June 20–September 8, 2013
Schirn Kunsthalle Frankfurt
Römerberg, D-60311 Frankfurt
Hours: Tuesday–Sunday 10am–7pm;
T +49 (0)69 29 98 82 0
F +49 (0)69 29 98 82 240
Beginning June 20, 2013, the Schirn Kunsthalle Frankfurt is hosting the first European survey of the oeuvre of US photographer Philip-Lorca diCorcia. Born in 1951, diCorcia is one of the most important and influential contemporary photographers. His images oscillate between everyday elements and arrangements that are staged down to the smallest detail. In his works, seemingly realistic images that are taken with an ostensibly documentary eye are undermined by their highly elaborate orchestration. One of the primary issues that diCorcia addresses is the question of whether it is possible to depict reality, and this is what links his photographs, most of which he creates as series. For Hustlers (1990–1992), for example, he took pictures of male prostitutes in meticulously staged settings; while in what is probably his most famous series, Heads (2000–2001), he captured an instant in the everyday lives of unsuspecting passersby. Alongside the series Streetwork (1993–1999), Lucky 13 (2004) and A Storybook Life (1975–1999), the exhibition at the Schirn, which was organized in close collaboration with the artist, will also present works from his new and ongoing East of Eden (2008–) project for the first time.
The extensive exhibition features six series comprising a total of 124 works, beginning with the most recent photographs from the ongoing series East of Eden to diCorcia’s earliest works to A Storybook Life (1975–1999). The extensive collection of portraits, landscapes, interiors, still lifes, snapshots, and travel photographs outlines a period of artistic work spanning more than twenty years. Only the titles of the images provide information about the date the pictures were taken and the respective location.
For the Hustlers series (1990–1992), diCorcia shot photographs of male prostitutes along Santa Monica Boulevard in Hollywood. The artist carefully staged the protagonists’ positions as well as the setting and the accompanying lighting.

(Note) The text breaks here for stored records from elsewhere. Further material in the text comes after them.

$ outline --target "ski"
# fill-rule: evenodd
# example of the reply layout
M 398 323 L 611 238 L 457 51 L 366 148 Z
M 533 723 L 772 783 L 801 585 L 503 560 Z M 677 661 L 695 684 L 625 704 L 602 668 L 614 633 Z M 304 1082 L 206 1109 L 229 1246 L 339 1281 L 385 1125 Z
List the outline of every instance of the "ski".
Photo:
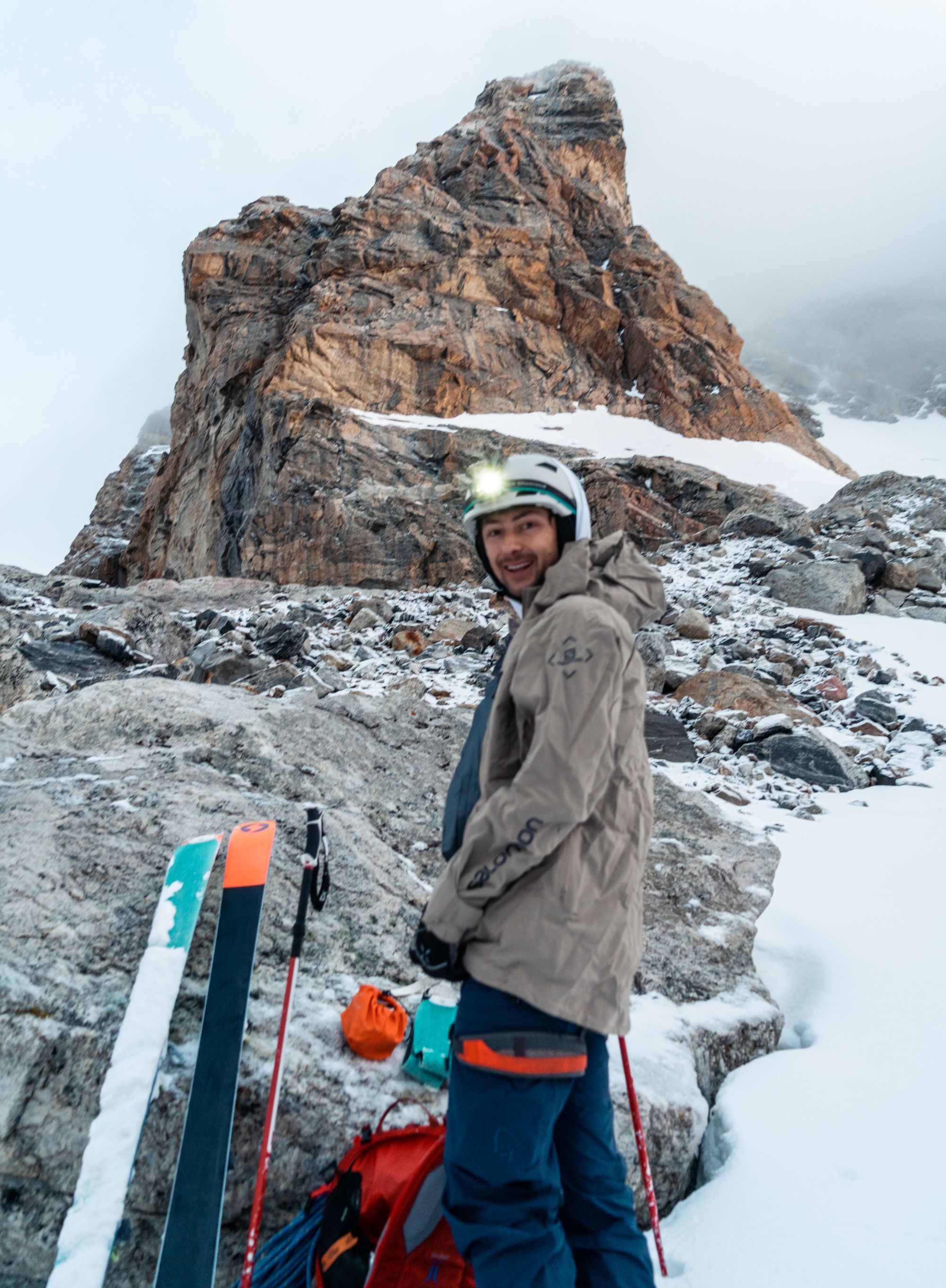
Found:
M 179 846 L 151 923 L 48 1288 L 102 1288 L 210 871 L 223 836 Z
M 275 823 L 230 833 L 201 1039 L 154 1288 L 212 1288 L 250 980 Z

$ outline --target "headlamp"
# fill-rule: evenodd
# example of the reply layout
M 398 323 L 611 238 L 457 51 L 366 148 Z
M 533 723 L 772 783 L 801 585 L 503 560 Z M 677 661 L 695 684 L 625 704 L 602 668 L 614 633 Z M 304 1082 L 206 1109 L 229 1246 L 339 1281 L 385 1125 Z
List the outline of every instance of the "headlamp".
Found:
M 478 501 L 493 501 L 507 488 L 506 475 L 501 466 L 484 462 L 470 474 L 470 492 Z

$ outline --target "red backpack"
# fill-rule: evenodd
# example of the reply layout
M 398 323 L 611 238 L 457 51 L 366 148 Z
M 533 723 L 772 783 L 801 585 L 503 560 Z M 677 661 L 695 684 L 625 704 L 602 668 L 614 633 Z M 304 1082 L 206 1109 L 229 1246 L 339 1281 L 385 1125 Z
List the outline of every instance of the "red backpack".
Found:
M 427 1123 L 385 1131 L 391 1109 L 313 1191 L 326 1199 L 313 1288 L 475 1288 L 440 1204 L 444 1123 L 429 1114 Z

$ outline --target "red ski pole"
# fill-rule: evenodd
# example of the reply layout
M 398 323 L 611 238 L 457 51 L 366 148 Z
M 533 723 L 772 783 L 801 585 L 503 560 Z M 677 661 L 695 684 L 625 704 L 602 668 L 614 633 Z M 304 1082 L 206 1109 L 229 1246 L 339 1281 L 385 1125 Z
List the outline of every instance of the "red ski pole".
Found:
M 269 1083 L 269 1100 L 266 1101 L 266 1121 L 263 1127 L 263 1145 L 260 1146 L 260 1162 L 256 1168 L 256 1189 L 254 1190 L 254 1206 L 250 1211 L 250 1233 L 246 1236 L 246 1252 L 243 1255 L 243 1273 L 239 1276 L 239 1288 L 251 1288 L 254 1282 L 254 1267 L 256 1264 L 256 1251 L 260 1238 L 260 1222 L 263 1221 L 263 1200 L 266 1195 L 266 1180 L 269 1177 L 269 1160 L 273 1157 L 273 1133 L 275 1131 L 275 1115 L 279 1109 L 279 1087 L 282 1084 L 282 1057 L 286 1029 L 290 1024 L 292 1011 L 292 994 L 296 988 L 296 971 L 299 957 L 302 952 L 302 939 L 305 936 L 305 914 L 309 900 L 317 912 L 322 912 L 328 896 L 328 854 L 322 826 L 322 806 L 306 805 L 306 838 L 305 854 L 302 855 L 302 885 L 299 891 L 299 908 L 296 921 L 292 926 L 292 948 L 290 951 L 290 971 L 286 978 L 286 992 L 282 999 L 282 1016 L 279 1018 L 279 1036 L 275 1039 L 275 1060 L 273 1061 L 273 1077 Z M 319 866 L 319 858 L 324 855 L 322 868 L 322 881 L 318 891 L 313 890 L 313 877 Z
M 654 1243 L 656 1244 L 656 1256 L 660 1262 L 660 1274 L 667 1278 L 667 1262 L 664 1261 L 664 1245 L 660 1238 L 660 1217 L 656 1211 L 656 1195 L 654 1194 L 654 1181 L 650 1176 L 650 1162 L 647 1159 L 647 1142 L 644 1139 L 644 1123 L 641 1122 L 641 1108 L 637 1104 L 637 1092 L 635 1091 L 635 1079 L 631 1077 L 631 1061 L 627 1057 L 627 1042 L 623 1037 L 618 1038 L 620 1046 L 620 1060 L 624 1065 L 624 1082 L 627 1083 L 627 1099 L 631 1101 L 631 1118 L 635 1124 L 635 1140 L 637 1141 L 637 1157 L 641 1160 L 641 1176 L 644 1179 L 644 1190 L 647 1195 L 647 1211 L 650 1212 L 650 1227 L 654 1231 Z

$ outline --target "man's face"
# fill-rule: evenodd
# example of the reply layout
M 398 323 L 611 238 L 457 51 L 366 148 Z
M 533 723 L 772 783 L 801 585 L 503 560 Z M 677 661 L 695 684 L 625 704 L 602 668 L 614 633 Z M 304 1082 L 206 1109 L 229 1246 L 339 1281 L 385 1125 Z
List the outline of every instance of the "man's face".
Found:
M 555 515 L 539 505 L 488 514 L 480 535 L 490 568 L 516 599 L 528 586 L 542 585 L 559 560 Z

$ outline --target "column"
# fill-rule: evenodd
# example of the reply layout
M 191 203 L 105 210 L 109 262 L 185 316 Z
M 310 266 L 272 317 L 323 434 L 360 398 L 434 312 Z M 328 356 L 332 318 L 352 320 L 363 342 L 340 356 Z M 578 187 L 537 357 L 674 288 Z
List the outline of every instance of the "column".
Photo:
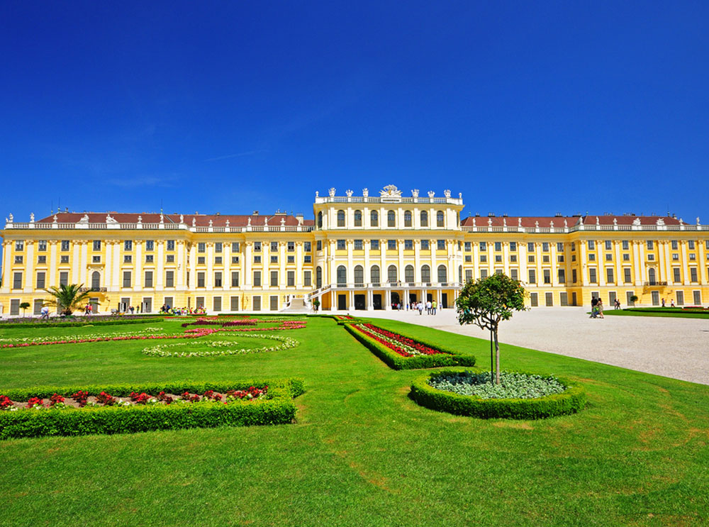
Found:
M 31 293 L 34 287 L 34 265 L 35 265 L 35 241 L 28 240 L 25 244 L 27 247 L 27 261 L 25 262 L 25 286 L 23 292 Z
M 54 287 L 57 285 L 57 244 L 58 240 L 49 241 L 49 270 L 47 273 L 47 287 Z

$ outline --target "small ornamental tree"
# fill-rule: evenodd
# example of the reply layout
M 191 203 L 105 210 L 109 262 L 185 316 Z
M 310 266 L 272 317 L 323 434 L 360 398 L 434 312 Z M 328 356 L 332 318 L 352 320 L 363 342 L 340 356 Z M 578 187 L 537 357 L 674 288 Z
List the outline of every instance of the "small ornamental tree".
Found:
M 30 309 L 29 302 L 23 302 L 20 304 L 20 309 L 22 310 L 22 316 L 25 316 L 25 311 Z
M 500 343 L 498 326 L 503 320 L 512 318 L 514 311 L 526 311 L 525 296 L 527 291 L 518 280 L 506 274 L 492 274 L 479 280 L 469 280 L 455 301 L 458 323 L 475 324 L 490 331 L 490 376 L 495 372 L 495 382 L 500 384 Z M 495 345 L 494 367 L 493 343 Z
M 88 291 L 82 292 L 82 285 L 62 284 L 59 287 L 50 287 L 45 289 L 53 298 L 44 302 L 45 306 L 56 306 L 62 310 L 62 314 L 69 316 L 74 311 L 81 311 L 86 305 L 91 296 Z

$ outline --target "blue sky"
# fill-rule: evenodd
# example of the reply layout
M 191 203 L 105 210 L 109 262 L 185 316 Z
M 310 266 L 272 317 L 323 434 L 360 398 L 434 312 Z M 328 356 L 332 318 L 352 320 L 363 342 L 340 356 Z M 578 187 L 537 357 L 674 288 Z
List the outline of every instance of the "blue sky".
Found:
M 709 223 L 707 2 L 6 0 L 0 216 L 464 213 Z

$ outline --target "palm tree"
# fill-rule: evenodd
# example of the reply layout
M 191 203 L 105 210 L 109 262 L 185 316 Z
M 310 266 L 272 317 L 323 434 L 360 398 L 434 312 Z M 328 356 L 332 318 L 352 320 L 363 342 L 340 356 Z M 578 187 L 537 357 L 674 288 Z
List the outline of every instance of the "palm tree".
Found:
M 73 311 L 81 311 L 86 304 L 89 295 L 91 294 L 88 291 L 82 292 L 83 287 L 83 284 L 82 285 L 62 284 L 59 287 L 52 287 L 45 289 L 54 298 L 45 301 L 43 305 L 56 306 L 57 309 L 62 310 L 62 315 L 69 316 Z

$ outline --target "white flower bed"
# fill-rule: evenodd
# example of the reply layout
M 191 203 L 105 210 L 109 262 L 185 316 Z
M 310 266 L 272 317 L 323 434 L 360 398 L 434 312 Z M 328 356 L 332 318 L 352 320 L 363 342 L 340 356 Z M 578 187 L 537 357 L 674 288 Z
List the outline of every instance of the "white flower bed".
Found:
M 146 348 L 143 353 L 147 355 L 153 357 L 212 357 L 215 355 L 242 355 L 244 353 L 262 353 L 268 351 L 280 351 L 295 348 L 300 344 L 298 340 L 290 337 L 282 337 L 279 335 L 266 335 L 263 333 L 240 333 L 239 337 L 247 337 L 251 338 L 264 338 L 270 340 L 277 340 L 280 344 L 271 346 L 263 346 L 262 348 L 242 348 L 240 349 L 233 348 L 235 343 L 229 340 L 213 340 L 208 343 L 201 343 L 204 345 L 215 348 L 206 351 L 171 351 L 171 348 L 179 346 L 194 346 L 194 342 L 182 342 L 174 344 L 157 345 Z M 230 348 L 230 349 L 223 349 Z

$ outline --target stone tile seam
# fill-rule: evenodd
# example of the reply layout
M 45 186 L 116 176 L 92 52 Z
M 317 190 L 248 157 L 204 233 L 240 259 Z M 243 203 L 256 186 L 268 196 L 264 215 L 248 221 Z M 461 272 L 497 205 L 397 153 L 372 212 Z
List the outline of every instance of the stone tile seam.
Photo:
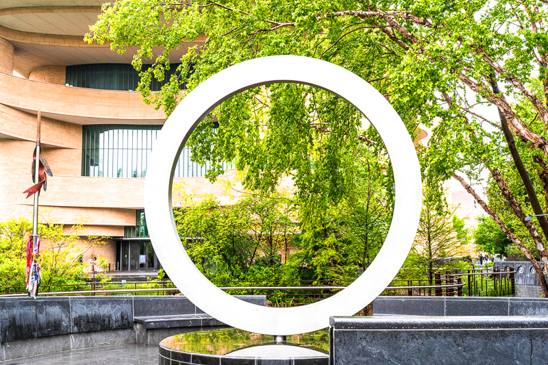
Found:
M 71 333 L 73 332 L 73 305 L 72 303 L 71 302 L 70 297 L 68 297 L 68 313 L 69 316 L 71 316 L 71 318 L 68 318 L 68 321 L 70 322 L 71 324 L 71 331 L 68 333 Z M 72 349 L 72 347 L 71 348 Z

The streets of New York, Tokyo, Paris, London, Mexico City, or Los Angeles are the setting for diCorcia’s Streetwork series. Produced between 1993 and 1999, passersby walk into the artist’s photo trap on their way home, to work, to the gym, or to the grocery store, unsuspectingly passing through diCorcia’s arranged photoflash system. The photographer releases the shutter at a certain moment, “freezing” it in time.
The artist heightens this focus on the individual in his subsequent series, Heads (2000–2001), for which he selected seventeen heads out of a total of some three thousand photographs. The viewer’s gaze is directed toward the face of the passerby, who are moved into the center of the image by means of the lighting and the pictorial detail. The rest remains in shadowy darkness.
The painterly quality of diCorcia’s photographs, which is produced by means of dramatic lighting, becomes particularly evident in the series Lucky 13 (2004). The artist captures the athletic, naked bodies of pole dancers in the midst of a falling motion. The women achieve a sculptural plasticity by means of the strong lighting and the almost-black background, and seem to have been chiseled in stone.
DiCorcia also includes a religious element in his most recent works, the series East of Eden, a work in progress that is being published for the first time in the catalogue accompanying the exhibition. Besides the biblical inspiration, which the title underscores, a literary connection can furthermore be made to the eponymous novel by John Steinbeck, which relates the story of Cain and Abel in the form of an American family saga set between the period of the Civil War and World War I.
DiCorcia deals intensely with the motif of the figure in his oeuvre. His compact compositions are marked by a non-dialogue between people and their environment or between individual protagonists. The motifs captured in compositional variations in most of the series feature painterly qualities. Subtly arranged and falling back on a complex orchestration of the lighting, the visual worlds created by the American manifest social realities in an almost poetic way. The emotionally and narratively charged works are complex nexuses of iconographic allusions to and depictions of contemporary American society.